Full genome and transcriptome sequence assembly of the non-model organism Kellet’s whelk, Kelletia kelletii

Website: https://www.bco-dmo.org/dataset/945292
Data Type: Other Field Results
Version: 1
Version Date: 2024-12-04

Project
» Collaborative Research: RUI: Combined spatial and temporal analyses of population connectivity during a northern range expansion (KW connectivity)
ContributorsAffiliationRole
White, CrowCal Poly San Luis ObispoPrincipal Investigator, Contact
Christie, MarkPurdue UniversityCo-Principal Investigator
Davidson, JeanCal Poly San Luis ObispoCo-Principal Investigator
Toonen, Robert J.University of Hawaiʻi at Mānoa (HIMB)Co-Principal Investigator
Anderson, PaulCal Poly San Luis ObispoScientist
Daniels, BenjaminCal Poly San Luis ObispoScientist
Lee, AndyPurdue UniversityScientist
López, CataixaUniversity of Hawaiʻi at Mānoa (HIMB)Scientist
Soenen, KarenWoods Hole Oceanographic Institution (WHOI BCO-DMO)BCO-DMO Data Manager

Abstract
Understanding the genomic characteristics of non-model organisms can bridge research gaps between ecology and evolution. However, the lack of a reference genome and transcriptome for these species makes their study challenging. Here, we complete the first full genome and transcriptome sequence assembly of the non-model organism Kellet’s whelk, Kelletia kelletii, a marine gastropod exhibiting a poleward range expansion coincident with climate change.
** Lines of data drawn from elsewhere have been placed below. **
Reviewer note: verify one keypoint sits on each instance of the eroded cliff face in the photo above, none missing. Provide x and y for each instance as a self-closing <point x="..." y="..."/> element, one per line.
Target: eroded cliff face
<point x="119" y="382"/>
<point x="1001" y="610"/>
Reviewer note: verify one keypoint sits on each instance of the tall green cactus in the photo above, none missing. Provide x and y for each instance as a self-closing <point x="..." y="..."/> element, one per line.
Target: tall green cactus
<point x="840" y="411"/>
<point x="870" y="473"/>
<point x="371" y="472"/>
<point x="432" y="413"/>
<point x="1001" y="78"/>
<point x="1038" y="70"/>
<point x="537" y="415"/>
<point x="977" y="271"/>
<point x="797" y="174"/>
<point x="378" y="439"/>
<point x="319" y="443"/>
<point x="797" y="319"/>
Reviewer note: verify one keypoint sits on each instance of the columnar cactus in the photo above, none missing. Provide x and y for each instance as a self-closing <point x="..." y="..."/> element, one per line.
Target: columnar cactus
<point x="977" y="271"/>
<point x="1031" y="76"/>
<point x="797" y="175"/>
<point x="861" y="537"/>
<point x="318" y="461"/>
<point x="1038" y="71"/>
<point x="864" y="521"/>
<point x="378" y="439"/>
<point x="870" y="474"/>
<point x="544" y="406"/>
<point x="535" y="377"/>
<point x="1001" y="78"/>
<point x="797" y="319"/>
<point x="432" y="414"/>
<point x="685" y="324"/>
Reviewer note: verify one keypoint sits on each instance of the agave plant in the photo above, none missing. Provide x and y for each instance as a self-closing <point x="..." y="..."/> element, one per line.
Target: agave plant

We used a combination of Oxford Nanopore Technologies, PacBio, and Illumina sequencing platforms and integrated a set of bioinformatic pipelines to create the most complete and contiguous genome documented among the Buccinoidea superfamily to date. Genome validation revealed relatively high completeness with low missing metazoan Benchmarking Universal Single-Copy Orthologs (BUSCO) and an average coverage of ∼70x for all contigs. Genome annotation identified a large number of protein-coding genes similar to some other closely related species, suggesting the presence of a complex genome structure. Transcriptome assembly and analysis of individuals during their period of peak embryonic development revealed highly expressed genes associated with specific Gene Ontology (GO) terms and metabolic pathways, most notably lipid, carbohydrate, glycan, and phospholipid metabolism. We also identified numerous heat shock proteins (HSPs) in the transcriptome and genome that may be related to coping with thermal stress during the sessile life history stage. A robust reference genome and transcriptome for the non-model organism K. kelletii provide resources to enhance our understanding of its ecology and evolution and potential mechanisms of range expansion for marine species facing environmental changes.


Coverage

Location: Cal Poly Pier, Avila Beach, CA 93424, USA (35.169800, -120.740800)
Spatial Extent: N:35.17 E:-119.57 S:34.25 W:-120.75
Temporal Extent: 2019 - 2020

Dataset Description

Description of linked resources for this dataset, all links can be found in the related dataset section.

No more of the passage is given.